Five young Italian climbers, Paolo Grunanger, Lorenzo Marimonti, Pietro Meciani, Lodovico Gaetani and Giorgio Gualco, members of the expedition organized under the patronage of the Milanese section of the Italian Alpine Club, reached Tamanrasset, in Hoggar, the Tuareg kingdom. From there, with a caravan of camels, they head towards the mountainous volcanic chain of Tahalra, little known to Westerners. During the exploration, climbers will climb seven virgin peaks via very difficult routes and at the same time carry out topographical surveys.

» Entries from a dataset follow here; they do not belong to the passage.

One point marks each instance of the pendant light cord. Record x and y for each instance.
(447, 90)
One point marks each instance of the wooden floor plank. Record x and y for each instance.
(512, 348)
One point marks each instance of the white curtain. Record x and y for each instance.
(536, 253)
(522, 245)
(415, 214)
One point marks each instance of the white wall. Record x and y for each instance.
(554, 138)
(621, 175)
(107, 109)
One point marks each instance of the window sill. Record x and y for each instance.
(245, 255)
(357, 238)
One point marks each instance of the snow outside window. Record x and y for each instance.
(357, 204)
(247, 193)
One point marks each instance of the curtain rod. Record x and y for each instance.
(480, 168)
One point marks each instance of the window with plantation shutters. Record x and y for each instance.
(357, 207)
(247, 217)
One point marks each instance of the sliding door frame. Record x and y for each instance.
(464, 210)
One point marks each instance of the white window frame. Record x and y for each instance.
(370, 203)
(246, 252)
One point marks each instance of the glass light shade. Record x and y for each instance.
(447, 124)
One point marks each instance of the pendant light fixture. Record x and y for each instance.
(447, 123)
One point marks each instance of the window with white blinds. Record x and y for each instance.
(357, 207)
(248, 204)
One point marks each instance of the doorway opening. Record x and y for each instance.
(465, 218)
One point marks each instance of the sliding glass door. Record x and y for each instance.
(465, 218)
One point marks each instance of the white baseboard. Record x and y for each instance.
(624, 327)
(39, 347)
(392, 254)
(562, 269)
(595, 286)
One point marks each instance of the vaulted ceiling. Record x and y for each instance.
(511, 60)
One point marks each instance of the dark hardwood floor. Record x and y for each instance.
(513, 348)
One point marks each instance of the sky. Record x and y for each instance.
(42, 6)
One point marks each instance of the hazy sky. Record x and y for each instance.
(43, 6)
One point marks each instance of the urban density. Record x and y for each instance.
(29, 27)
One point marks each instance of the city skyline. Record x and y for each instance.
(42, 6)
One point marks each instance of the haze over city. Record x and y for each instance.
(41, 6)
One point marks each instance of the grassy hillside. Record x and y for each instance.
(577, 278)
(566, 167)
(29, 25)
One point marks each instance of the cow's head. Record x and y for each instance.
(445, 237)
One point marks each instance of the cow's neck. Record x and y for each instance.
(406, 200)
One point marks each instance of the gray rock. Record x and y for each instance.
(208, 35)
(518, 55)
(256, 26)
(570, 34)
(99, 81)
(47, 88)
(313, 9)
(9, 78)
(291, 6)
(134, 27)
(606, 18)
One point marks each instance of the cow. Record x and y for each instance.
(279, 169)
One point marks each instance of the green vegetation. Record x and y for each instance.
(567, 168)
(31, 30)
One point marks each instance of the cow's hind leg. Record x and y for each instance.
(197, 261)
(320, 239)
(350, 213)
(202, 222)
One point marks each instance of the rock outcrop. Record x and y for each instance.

Alone in a small white house on the edge of national road 1, the Trans-Saharan road, which connects Algiers to Tamanrasset crossing the immensity of the desert, Malika, 74, one day opened her door to the director Hassen Ferhani, who came there to scout with his friend Chawki Amari, journalist at El Watan and author of the story Nationale 1 which relates his journey on this north-south axis of more than 2000 km. The Malika of Amari's novel, which Ferhani admits to having first perceived as a "literary fantasy", suddenly takes on an unsuspected human depth in this environment naturally hostile to man. She lends herself to the film project as she welcomes her clients, with an economy of gestures and words, an impression reinforced by the mystery that surrounds her and the rare elements of her biography which suggest that she is not from the region, that she left the fertile north of Algeria to settle in the desert where she lives with a dog and a cat.

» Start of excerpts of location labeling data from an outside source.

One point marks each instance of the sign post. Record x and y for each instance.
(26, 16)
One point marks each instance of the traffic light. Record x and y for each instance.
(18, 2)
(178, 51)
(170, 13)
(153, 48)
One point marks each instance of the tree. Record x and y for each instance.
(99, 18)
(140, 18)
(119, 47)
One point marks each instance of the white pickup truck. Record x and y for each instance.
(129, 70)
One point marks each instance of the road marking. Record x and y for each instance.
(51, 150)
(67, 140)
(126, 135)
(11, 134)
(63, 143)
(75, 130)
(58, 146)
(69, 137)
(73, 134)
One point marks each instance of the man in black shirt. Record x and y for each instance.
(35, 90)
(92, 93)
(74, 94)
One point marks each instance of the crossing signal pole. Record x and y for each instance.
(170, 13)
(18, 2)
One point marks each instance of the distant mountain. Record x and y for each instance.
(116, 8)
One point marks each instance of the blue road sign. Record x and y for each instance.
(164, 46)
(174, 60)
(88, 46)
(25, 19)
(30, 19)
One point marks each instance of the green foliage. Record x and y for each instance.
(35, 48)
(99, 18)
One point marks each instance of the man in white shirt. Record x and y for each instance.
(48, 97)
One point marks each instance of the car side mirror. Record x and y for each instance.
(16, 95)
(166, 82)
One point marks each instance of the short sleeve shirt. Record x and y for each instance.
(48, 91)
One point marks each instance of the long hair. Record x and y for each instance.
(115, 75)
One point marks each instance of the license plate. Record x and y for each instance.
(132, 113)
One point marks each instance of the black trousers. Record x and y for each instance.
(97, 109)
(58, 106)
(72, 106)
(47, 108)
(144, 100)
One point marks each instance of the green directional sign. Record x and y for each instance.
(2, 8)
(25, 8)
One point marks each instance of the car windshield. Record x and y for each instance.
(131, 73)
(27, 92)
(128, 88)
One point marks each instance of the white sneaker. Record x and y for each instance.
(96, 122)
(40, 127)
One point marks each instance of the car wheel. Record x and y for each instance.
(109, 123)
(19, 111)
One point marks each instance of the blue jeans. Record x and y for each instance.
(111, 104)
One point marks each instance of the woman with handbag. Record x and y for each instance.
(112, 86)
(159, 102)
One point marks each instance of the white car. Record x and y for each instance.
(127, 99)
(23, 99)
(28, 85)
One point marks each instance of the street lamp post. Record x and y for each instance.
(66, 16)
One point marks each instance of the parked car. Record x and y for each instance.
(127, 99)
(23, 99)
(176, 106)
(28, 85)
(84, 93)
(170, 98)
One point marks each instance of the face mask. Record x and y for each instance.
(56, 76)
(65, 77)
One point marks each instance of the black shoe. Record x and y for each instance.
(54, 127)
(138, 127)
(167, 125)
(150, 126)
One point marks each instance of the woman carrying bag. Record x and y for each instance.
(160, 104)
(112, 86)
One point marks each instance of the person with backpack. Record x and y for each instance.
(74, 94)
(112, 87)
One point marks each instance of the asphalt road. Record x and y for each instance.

Two travelers, Boualem and Sekfali, cross the hostile and endless desert. Boualem pulls a cart on which old books, pictures, relics and memories of Sekfali are piled up. Two men, two attitudes towards life, two visions of the world. Where do they come from, where are they going? The journey would be completely calm and happy if each of them were not inhabited by their pasts, determining their different visions of the future. Boualem's childhood was marked by the Algerian war of liberation. His dream is to achieve a socialist society, which is for him the only path to salvation. Sekfali, who tries to dissuade Boualem from continuing the journey, has the attitude of an aristocrat. For him, socialism is a heresy and people do not like responsibility, they only act if a leader gives them the injunction.
Sahara - Hutsetik Haitzera is a mountain documentary about the climbing of Tizouyag Nord in the Hoggar Desert in Algeria by the Spanish Basque team composed of Alberto Iñurrategi, Jon Lazkano, Juanjo San Sebastián, Jon Beloki and Asier Aranguren. Made by climber Alberto Iñurrategi in 2002 and produced by Iñurrategi Anaiak, it is part of the Oinak Izarretan series.